Гранатуров, расставив ноги, медленно покачивался с носков на каблуки, скулы его заметно теряли смуглоту, приобретали серый оттенок.
– Значит?.. Отказывается говорить? Так я понял, Княжко? – сниженным до подземного рокота басом выговорил Гранатуров, зрачки его вдруг слились с шальной жутью глаз, и он дико тряхнул головой в сторону двери. – А ну-ка выйдите все, только братца немочки оставьте! Я поговорю с этим онанистом, как фрицы с моим отцом и матерью в Смоленске разговаривали! Он у меня шелковым станет, мразь вервольфовская!.. Они еще будут вокруг нас с автоматами ходить!
– Змеиное семя! Чикаемся с ними! Все они тут – фашистское отродье, душу иху мотать!.. – выматерился Меженин жестоко. – Наших людей мучили, а тут еще молчит, выкормыш гитлеровский! Стрелял вчера?
Никитин слышал о чем-то страшном, детально неясном, что случилось в сорок первом с семьей Гранатурова в Смоленске (отец его, кажется, был директором школы, мать – учительницей), о чем сам он мало говорил, и, подумав об этом, тут же увидел сплошной оскал зубов на посеревшем лице комбата, увидел, как напряглись слоновьей силой его плечи и чугунной гирей дрогнул и повис вдоль тела пудовый кулак. Он никогда не замечал этого ослепленного, ярого, звериного проявления в нем, и почему-то мелькнула мысль, что одним ударом Гранатуров легко мог бы убить человека. Но это звериное, темное, неосмысленное проявилось и у Меженина там, с немкой, в мансарде, точно бы зараза насилия полыхнувшим пламенем внезапно прошла от него к Гранатурову, как проходит безумие по толпе, слитно опьяненной жаждой мщения при встрече человеческого существа, вовсе не сильного, растерянного, несущего в себе понятие врага, – поверженный враг, еще жалко сопротивляясь, порой вызывает ненависть более острую, чем враг сильный.
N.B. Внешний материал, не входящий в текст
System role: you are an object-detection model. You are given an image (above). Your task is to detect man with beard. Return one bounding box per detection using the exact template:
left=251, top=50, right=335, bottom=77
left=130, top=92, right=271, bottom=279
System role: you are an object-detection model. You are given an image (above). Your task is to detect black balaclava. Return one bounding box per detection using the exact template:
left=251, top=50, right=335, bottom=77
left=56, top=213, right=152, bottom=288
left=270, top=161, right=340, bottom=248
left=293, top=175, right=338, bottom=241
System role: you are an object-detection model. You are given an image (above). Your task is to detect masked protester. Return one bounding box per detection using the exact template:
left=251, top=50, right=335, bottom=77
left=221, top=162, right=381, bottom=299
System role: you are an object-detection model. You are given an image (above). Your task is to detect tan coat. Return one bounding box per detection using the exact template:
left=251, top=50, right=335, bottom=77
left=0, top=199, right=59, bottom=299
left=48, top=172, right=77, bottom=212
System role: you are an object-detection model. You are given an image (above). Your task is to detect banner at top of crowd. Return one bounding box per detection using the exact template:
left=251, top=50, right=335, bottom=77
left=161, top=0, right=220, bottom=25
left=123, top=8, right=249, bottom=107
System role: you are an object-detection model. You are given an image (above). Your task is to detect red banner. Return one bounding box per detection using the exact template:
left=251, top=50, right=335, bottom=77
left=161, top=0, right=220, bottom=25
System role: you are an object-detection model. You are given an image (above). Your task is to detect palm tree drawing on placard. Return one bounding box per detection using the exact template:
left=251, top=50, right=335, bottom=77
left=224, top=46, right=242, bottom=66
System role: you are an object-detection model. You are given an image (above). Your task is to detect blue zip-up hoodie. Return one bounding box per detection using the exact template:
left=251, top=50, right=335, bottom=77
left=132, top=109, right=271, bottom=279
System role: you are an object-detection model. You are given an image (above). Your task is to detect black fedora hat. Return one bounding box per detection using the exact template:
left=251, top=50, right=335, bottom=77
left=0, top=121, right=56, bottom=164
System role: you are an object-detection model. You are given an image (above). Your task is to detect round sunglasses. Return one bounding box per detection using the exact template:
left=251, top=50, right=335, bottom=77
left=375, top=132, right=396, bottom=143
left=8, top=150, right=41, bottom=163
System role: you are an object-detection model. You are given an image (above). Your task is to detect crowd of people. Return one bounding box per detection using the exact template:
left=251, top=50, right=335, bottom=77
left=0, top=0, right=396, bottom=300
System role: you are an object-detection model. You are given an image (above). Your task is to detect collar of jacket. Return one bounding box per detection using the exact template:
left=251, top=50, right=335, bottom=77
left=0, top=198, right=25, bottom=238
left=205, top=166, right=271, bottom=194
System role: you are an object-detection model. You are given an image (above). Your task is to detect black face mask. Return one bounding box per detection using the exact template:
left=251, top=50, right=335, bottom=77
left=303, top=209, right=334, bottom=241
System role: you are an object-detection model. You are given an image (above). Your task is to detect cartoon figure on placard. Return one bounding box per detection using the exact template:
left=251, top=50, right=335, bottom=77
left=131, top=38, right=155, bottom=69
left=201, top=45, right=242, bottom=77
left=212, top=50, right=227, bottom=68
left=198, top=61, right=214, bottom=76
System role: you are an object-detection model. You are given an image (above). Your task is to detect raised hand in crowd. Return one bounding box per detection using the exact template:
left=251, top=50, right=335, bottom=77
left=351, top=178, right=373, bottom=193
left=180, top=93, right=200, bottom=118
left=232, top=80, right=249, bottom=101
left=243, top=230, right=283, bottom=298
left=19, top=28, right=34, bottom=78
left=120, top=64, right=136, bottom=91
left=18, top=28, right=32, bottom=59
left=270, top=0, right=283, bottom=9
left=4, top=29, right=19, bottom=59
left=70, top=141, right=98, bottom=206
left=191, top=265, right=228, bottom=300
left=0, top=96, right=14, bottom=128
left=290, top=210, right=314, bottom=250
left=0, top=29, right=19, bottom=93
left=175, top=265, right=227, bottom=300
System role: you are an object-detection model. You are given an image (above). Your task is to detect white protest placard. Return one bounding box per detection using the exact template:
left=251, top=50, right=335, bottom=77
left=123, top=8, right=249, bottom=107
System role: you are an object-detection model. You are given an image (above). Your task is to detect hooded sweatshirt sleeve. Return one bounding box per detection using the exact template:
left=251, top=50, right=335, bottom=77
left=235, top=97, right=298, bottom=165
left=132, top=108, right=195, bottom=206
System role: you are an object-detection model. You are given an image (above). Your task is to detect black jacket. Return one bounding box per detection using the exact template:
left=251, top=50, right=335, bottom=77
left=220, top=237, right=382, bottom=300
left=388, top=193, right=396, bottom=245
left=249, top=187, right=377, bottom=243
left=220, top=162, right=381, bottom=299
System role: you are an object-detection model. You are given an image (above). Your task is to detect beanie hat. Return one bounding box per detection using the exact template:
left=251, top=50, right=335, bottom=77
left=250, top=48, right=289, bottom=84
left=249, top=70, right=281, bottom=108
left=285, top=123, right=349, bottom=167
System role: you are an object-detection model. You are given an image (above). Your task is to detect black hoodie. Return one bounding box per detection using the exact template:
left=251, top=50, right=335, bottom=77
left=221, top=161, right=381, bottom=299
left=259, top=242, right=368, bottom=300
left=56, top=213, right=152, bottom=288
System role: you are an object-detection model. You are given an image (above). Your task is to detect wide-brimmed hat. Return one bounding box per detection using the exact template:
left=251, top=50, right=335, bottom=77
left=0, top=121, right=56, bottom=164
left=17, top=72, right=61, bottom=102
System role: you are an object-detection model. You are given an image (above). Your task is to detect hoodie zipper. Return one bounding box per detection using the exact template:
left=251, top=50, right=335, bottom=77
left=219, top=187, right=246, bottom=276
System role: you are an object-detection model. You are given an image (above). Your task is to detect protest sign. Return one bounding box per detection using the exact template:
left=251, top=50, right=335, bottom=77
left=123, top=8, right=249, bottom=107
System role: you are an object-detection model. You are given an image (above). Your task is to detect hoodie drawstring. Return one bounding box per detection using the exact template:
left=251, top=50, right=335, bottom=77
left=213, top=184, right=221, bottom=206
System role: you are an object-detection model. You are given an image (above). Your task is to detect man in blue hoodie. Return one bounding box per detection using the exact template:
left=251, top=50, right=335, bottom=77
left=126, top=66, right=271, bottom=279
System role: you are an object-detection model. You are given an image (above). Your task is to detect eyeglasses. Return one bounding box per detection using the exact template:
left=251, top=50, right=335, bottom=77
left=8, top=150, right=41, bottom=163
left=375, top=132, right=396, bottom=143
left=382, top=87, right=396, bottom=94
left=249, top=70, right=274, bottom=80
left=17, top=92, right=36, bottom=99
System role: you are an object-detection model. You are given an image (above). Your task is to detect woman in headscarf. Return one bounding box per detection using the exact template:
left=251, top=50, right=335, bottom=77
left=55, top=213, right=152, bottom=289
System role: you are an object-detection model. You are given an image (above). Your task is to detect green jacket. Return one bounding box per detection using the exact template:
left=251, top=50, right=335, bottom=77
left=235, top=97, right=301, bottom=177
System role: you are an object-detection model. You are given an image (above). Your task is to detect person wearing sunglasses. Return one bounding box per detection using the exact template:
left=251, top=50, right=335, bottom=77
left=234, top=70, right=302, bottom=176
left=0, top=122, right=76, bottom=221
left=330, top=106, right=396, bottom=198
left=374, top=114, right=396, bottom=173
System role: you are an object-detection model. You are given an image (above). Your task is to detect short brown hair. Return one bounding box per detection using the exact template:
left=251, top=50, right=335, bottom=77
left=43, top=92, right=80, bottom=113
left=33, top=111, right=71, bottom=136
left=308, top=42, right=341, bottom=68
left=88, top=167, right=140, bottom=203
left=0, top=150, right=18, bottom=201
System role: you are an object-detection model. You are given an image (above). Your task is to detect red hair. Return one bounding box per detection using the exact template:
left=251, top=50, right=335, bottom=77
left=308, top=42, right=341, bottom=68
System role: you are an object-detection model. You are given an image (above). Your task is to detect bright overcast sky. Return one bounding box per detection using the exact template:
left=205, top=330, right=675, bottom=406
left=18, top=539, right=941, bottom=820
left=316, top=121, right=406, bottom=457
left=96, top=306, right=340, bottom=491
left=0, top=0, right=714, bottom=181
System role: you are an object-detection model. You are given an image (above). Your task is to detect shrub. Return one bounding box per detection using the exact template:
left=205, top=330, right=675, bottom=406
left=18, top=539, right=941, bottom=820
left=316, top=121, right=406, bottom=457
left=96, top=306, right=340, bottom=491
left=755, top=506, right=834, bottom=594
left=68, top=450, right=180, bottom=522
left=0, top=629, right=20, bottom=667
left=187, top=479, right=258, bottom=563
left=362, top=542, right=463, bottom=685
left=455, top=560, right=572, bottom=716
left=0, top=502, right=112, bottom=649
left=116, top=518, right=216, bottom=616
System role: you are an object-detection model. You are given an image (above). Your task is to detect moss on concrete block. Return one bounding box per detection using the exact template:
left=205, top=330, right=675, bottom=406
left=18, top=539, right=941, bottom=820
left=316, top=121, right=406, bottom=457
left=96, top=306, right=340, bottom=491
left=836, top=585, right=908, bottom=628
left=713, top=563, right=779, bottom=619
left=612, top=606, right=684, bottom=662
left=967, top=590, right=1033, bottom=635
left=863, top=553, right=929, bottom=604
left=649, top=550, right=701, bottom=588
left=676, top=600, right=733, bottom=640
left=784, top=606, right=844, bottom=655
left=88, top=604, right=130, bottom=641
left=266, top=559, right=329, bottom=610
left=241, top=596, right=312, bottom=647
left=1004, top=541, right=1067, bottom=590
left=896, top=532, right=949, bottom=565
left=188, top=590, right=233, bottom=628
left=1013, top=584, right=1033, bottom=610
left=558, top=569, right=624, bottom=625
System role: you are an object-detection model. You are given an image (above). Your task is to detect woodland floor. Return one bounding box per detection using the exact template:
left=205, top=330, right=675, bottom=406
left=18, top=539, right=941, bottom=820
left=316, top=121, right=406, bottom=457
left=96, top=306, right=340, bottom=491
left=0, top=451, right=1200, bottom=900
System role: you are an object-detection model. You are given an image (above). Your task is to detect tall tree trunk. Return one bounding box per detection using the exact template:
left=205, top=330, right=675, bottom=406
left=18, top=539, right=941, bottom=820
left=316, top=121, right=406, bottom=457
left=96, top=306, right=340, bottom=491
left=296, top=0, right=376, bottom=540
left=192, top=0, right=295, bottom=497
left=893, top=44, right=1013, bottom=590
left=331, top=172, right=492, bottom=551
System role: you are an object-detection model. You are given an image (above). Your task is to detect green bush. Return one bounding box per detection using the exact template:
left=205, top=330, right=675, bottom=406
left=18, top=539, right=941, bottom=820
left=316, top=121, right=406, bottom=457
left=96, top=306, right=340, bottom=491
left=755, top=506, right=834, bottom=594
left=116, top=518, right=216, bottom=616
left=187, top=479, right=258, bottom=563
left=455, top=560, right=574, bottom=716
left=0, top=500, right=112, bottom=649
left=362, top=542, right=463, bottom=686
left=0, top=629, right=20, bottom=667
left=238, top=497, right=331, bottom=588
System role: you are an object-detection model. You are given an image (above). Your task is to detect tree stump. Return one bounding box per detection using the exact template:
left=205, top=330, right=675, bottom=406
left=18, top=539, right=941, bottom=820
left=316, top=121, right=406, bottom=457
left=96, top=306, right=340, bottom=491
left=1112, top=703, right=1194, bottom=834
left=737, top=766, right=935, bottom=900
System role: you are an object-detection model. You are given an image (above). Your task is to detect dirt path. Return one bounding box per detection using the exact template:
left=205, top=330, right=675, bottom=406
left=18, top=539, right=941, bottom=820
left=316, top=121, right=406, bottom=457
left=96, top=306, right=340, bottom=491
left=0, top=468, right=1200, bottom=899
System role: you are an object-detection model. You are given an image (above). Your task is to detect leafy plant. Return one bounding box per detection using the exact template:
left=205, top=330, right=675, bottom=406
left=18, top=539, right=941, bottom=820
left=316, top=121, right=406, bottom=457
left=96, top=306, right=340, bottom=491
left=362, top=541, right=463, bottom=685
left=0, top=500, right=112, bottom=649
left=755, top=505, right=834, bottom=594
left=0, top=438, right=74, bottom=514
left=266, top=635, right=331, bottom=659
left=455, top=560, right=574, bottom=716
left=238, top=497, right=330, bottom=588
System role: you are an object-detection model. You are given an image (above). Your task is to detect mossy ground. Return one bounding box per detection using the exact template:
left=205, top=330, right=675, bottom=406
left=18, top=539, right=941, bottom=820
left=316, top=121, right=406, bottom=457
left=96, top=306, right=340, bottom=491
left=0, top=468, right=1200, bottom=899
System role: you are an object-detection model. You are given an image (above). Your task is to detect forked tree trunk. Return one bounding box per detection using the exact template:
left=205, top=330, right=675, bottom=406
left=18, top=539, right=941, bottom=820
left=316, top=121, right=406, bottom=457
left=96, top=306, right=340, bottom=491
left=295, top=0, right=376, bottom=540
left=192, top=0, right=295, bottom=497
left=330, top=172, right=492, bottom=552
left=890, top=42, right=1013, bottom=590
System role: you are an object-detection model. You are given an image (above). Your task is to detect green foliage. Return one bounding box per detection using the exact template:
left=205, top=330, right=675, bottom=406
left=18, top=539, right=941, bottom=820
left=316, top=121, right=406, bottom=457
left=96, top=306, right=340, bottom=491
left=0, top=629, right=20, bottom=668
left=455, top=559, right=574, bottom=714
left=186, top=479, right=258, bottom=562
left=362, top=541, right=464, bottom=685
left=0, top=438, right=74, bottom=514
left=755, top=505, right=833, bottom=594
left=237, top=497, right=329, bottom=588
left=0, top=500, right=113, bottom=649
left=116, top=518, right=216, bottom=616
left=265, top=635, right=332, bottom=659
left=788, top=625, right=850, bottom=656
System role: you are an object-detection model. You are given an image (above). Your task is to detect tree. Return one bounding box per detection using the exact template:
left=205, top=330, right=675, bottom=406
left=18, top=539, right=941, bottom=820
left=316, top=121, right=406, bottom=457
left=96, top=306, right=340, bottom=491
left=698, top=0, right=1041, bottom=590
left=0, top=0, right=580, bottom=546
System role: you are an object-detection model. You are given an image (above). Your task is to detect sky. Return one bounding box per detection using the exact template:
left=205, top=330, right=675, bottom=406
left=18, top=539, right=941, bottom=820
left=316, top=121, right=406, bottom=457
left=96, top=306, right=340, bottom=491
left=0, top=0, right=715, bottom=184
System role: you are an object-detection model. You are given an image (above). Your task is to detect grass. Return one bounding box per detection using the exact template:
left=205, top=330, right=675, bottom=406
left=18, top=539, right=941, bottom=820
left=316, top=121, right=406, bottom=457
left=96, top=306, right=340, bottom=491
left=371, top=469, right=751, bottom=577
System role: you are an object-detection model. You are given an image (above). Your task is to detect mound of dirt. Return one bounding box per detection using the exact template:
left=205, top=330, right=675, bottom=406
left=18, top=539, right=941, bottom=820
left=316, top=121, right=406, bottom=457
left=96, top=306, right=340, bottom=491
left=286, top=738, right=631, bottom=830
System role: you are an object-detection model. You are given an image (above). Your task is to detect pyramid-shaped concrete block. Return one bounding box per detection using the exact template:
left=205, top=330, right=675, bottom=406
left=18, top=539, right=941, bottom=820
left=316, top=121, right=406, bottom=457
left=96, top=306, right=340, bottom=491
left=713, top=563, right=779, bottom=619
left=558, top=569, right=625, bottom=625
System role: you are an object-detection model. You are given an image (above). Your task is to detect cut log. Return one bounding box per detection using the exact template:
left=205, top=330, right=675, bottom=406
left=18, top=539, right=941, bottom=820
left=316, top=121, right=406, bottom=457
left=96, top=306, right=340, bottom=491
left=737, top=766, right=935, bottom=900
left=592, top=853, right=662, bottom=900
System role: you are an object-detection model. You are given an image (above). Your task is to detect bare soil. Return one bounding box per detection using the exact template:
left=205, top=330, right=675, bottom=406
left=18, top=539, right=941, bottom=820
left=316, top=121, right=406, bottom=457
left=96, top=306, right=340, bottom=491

Это не понял, а инстинктивно почувствовал Никитин, и в ту же секунду пронзительный взвизг немки прорезал тишину комнаты – с рыданием она кинулась к Курту, по жестам, по голосам, по взглядам догадываясь, что должно было произойти сейчас; она вцепилась в шею брата и, наклоняя его маленькую голову к своему лицу, хватая его помертвевшее лицо скачущими пальцами, повторяла одно и то же с мольбой:
– Kurt, Kurt, Kurt!.. Antworte!..[12]
– Меженин! – заревел Гранатуров, надвигаясь на Курта. – Убери эту мокрохвостку к едреной матери! Выйдите все! Я поговорю с ним! И этот слюнявый скорпион стрелял в нас? А, Меженин?..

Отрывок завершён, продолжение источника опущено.